Age-associated reductions in the structure of neuronal dendritic trees have previously been reported in a range of brain areas and species. However, our understanding of changes in dendritic tree arborization in the hippocampus is less advanced, where both increases and decreases in CA1 pyramidal dendritic length and complexity have previously been reported. While a number of differences exist between these reports and the current work, perhaps the most important is the duration of ageing over which changes in dendritic tree structure was quantified (approximately 1.5 years versus 3 months in the current study). This is a limitation of the current study when evaluating changes in dendritic structure associated with ageing. Further experimentation will be required to assess changes in dendritic tree structure over longer time periods. Despite this, it is evident that multiple SUS treatments are able to prevent reductions in dendritic structure.
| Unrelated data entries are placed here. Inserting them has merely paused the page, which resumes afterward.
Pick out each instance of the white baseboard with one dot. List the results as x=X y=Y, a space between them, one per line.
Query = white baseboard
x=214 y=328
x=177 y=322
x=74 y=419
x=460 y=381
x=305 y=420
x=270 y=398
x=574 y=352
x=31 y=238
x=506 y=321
Also, the question of how SUS preserves dendritic structure remains to be determined. One possibility is that microglia may play a role, because SUS treatment has previously been reported to activate this cell-type in mouse models as well as in wild-type mice. Microglia constantly probe their local environment and secrete factors that alter neuronal signalling. During activation they can also modify synaptic connections, the key mediators of learning and memory, by increasing the expression of neurotrophins such as brain-derived neurotrophic factor (BDNF). In fact, a recent study has reported that microglia mediate synapse loss at an early time-point in Alzheimer's disease mouse models. One possible mechanism for the neurotrophic effect of SUS may therefore be the delivery of endogenously circulating neurotrophic factors from the blood to the brain. Furthermore, ultrasound waves by themselves, without the need for BBB opening, may also contribute to the observed preservation of dendritic structure, as increased BDNF expression has been reported following ultrasound application. Other neurotrophic factors such as glial cell-derived neurotrophic factor (GDNF) and vascular endothelial growth factor (VEGF) have also been linked to improve memory performance in rats following ultrasound treatment.
Dollars to donuts it's physically shaking out microscopic plaques.
Hopefully, there is a therapeutic window where this works.
However, more experimentation is needed to find it - e.g., see:
"Sonication of proteins causes formation of aggregates that resemble amyloid"
https://www.ncbi.nlm.nih.gov/pmc/articles/PMC2286572/
I'm really hoping to hear some more news about those catalytic IgM antibodies to AB that the SENSRF sponsored. In that paper that Michael linked to in a reply to me they theorise that the IgG antibodies currently in clinical trials just shift the protein into the brains vasculature damaging that and causing inflammation.